I have come up with my perfected chicken salad, — a mixture of fruity, cool and spicy flavors. Crisp apples, chewy dried apricots, crisp onion and celery, creamy tart yogurt, and warm curry and garam masala. I ate mine for lunch in big lettuce leaf wraps, making for a light and refreshing midday meal.

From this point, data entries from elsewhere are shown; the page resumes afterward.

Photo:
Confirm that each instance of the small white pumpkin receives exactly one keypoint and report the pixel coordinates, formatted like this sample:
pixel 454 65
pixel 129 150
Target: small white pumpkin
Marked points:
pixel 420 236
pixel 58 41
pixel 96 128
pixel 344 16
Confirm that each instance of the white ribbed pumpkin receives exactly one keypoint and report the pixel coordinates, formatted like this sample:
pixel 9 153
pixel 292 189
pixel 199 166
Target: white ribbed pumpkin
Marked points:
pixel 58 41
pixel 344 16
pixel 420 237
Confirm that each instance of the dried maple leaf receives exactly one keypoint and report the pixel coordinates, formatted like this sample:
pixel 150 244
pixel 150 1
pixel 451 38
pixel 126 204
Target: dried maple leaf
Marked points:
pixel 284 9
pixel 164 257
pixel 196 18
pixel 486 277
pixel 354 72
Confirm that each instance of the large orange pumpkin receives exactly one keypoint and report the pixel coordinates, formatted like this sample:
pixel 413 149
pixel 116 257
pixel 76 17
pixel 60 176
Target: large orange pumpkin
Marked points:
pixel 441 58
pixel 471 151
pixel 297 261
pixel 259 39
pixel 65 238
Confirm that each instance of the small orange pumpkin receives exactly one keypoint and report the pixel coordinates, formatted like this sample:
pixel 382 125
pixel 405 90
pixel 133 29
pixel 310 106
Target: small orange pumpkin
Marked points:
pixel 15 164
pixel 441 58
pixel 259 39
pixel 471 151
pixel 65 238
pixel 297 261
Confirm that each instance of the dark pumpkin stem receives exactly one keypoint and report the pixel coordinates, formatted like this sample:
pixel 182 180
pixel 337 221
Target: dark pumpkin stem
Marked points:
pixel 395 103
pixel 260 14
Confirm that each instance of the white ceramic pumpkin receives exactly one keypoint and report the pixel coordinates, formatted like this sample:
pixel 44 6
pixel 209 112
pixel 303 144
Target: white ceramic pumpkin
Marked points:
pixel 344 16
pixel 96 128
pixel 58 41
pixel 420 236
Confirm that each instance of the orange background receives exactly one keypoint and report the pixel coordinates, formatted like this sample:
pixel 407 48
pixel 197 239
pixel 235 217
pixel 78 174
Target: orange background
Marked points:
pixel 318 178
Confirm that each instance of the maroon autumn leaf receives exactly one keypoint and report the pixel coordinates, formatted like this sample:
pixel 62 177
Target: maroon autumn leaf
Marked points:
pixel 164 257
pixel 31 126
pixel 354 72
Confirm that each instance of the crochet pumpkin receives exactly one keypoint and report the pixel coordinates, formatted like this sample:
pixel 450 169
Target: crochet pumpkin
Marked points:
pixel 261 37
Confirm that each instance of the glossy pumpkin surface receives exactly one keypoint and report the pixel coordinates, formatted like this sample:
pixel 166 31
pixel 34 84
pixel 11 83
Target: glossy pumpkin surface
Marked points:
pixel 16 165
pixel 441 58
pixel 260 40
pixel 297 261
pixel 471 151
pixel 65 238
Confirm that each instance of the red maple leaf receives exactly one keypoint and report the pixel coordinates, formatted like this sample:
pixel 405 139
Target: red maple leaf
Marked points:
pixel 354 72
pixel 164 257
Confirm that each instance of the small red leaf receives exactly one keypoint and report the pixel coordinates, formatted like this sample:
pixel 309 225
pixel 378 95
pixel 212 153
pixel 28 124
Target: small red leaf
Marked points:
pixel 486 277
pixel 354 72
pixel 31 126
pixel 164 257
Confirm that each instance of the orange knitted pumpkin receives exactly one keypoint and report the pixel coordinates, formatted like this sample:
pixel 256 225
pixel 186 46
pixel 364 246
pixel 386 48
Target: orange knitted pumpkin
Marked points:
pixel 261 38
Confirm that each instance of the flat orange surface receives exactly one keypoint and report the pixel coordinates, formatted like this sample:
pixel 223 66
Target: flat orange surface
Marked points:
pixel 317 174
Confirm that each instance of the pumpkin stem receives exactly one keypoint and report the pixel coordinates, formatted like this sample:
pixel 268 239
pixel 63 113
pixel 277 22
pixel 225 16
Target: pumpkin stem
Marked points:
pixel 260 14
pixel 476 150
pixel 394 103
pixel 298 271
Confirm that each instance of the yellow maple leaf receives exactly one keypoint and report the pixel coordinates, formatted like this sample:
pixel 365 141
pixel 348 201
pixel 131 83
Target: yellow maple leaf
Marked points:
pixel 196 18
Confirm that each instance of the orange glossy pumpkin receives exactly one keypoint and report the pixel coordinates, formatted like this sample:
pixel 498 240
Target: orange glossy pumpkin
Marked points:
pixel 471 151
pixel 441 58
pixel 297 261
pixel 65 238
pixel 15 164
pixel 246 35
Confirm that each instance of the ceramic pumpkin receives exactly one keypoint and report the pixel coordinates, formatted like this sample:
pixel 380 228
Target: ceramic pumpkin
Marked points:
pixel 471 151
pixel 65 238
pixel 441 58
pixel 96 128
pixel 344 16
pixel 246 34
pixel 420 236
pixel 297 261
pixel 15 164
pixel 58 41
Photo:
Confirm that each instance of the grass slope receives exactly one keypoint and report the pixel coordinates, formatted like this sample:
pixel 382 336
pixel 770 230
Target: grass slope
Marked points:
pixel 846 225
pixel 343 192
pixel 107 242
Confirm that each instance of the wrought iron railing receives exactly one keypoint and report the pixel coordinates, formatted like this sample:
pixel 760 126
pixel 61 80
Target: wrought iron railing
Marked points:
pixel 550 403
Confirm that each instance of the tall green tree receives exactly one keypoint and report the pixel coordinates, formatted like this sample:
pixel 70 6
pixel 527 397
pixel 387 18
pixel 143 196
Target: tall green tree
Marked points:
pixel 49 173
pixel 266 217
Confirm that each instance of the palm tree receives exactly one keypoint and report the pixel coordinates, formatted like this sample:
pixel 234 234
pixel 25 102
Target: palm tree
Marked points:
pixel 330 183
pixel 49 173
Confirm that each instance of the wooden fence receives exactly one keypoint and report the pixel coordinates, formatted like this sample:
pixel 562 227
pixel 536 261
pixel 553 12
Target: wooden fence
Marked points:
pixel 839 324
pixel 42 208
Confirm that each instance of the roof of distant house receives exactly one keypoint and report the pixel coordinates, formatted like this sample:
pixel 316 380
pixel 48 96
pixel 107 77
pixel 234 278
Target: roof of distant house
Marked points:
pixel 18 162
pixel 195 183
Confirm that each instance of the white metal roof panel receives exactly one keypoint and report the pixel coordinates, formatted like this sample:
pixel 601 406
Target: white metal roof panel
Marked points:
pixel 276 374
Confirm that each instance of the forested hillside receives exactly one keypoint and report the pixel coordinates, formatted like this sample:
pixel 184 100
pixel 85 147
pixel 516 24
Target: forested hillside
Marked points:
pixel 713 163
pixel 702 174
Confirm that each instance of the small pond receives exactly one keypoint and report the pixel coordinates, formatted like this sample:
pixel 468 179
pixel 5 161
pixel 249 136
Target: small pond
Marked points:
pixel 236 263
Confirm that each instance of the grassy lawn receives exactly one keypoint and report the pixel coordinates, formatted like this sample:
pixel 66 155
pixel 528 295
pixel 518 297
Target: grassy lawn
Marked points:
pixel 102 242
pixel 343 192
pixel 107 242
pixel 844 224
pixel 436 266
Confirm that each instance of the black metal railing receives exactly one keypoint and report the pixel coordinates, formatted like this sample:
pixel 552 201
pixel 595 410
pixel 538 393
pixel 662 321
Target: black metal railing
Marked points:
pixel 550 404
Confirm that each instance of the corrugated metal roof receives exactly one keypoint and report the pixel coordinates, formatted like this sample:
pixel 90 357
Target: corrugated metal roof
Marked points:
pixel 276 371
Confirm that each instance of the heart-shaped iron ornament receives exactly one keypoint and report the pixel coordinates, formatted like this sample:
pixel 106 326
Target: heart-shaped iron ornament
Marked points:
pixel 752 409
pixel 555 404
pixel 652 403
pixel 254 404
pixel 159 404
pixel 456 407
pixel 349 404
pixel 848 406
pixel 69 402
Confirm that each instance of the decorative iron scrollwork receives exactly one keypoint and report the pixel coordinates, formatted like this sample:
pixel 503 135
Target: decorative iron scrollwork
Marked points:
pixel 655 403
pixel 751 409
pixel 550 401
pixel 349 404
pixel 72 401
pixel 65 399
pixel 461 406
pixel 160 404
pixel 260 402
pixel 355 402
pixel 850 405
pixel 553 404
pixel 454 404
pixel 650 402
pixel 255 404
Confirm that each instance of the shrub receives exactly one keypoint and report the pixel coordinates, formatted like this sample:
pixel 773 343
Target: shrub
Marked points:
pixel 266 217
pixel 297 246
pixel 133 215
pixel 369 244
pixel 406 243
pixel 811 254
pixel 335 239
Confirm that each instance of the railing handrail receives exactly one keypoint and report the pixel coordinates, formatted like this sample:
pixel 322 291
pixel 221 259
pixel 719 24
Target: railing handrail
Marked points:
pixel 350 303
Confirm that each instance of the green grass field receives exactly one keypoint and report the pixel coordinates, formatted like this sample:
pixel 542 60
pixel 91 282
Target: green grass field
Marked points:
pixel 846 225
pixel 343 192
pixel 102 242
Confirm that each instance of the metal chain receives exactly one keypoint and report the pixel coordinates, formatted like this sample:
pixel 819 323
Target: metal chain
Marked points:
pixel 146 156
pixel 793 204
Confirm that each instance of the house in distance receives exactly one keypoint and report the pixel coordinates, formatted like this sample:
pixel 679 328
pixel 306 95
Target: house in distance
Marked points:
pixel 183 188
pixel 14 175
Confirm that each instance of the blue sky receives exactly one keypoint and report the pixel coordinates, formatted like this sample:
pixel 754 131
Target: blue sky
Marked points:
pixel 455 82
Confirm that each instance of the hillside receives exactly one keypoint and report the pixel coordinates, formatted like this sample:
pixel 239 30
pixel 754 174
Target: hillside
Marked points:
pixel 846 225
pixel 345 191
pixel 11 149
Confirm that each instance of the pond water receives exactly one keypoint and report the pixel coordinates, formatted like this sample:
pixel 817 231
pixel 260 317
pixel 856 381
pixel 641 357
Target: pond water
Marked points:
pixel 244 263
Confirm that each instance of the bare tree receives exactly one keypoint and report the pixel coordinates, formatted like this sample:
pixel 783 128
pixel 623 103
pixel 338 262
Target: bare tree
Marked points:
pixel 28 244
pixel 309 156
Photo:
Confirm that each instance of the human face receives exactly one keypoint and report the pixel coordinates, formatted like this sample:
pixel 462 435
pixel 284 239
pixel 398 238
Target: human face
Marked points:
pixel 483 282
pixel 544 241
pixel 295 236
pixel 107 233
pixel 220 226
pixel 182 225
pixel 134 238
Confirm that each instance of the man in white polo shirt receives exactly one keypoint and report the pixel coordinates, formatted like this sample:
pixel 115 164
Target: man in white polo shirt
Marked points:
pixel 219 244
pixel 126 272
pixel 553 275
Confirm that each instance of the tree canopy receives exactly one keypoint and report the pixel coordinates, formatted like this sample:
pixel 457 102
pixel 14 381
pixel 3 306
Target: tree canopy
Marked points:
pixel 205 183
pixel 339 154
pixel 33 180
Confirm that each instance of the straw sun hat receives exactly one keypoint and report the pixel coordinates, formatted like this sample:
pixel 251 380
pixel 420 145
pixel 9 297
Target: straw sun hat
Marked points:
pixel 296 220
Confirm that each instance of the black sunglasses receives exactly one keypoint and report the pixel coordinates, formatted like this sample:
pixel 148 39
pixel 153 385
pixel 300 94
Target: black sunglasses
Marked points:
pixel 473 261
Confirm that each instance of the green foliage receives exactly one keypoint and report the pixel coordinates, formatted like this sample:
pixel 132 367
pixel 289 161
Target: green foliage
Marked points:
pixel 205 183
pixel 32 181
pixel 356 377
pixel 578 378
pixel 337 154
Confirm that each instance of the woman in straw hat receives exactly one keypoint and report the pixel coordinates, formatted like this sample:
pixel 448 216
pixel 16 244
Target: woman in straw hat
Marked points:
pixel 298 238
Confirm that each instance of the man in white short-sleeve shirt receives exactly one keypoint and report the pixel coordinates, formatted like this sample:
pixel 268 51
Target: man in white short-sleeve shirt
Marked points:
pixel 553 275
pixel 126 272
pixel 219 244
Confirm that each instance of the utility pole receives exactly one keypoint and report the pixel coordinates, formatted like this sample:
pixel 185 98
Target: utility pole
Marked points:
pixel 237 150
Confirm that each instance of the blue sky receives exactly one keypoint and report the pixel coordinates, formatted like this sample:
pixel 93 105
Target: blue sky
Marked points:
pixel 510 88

Fruity curried chicken salad

1 12.5-oz can white chunk chicken (I found Costco’s Kirkland brand to be the best- with big solid chunks of white meat)

¼ cup plain Greek yogurt

1 t spicy mustard

½ t curry powder

¼ t garam masala

½ apple, chopped

¼ cup onion, chopped

¼ cup celery, chopped

¼ cup chopped dried apricots or golden raisins

Salt + pepper to taste

These measurements are all estimations; I’m not sure of the exact proportions I used. Just throw everything together in a bowl, adding more of what you like, different fruits or veggies, more spice, less spice, whatever tastes good! Make it your own. Stir together with a fork, season with salt and pepper and enjoy.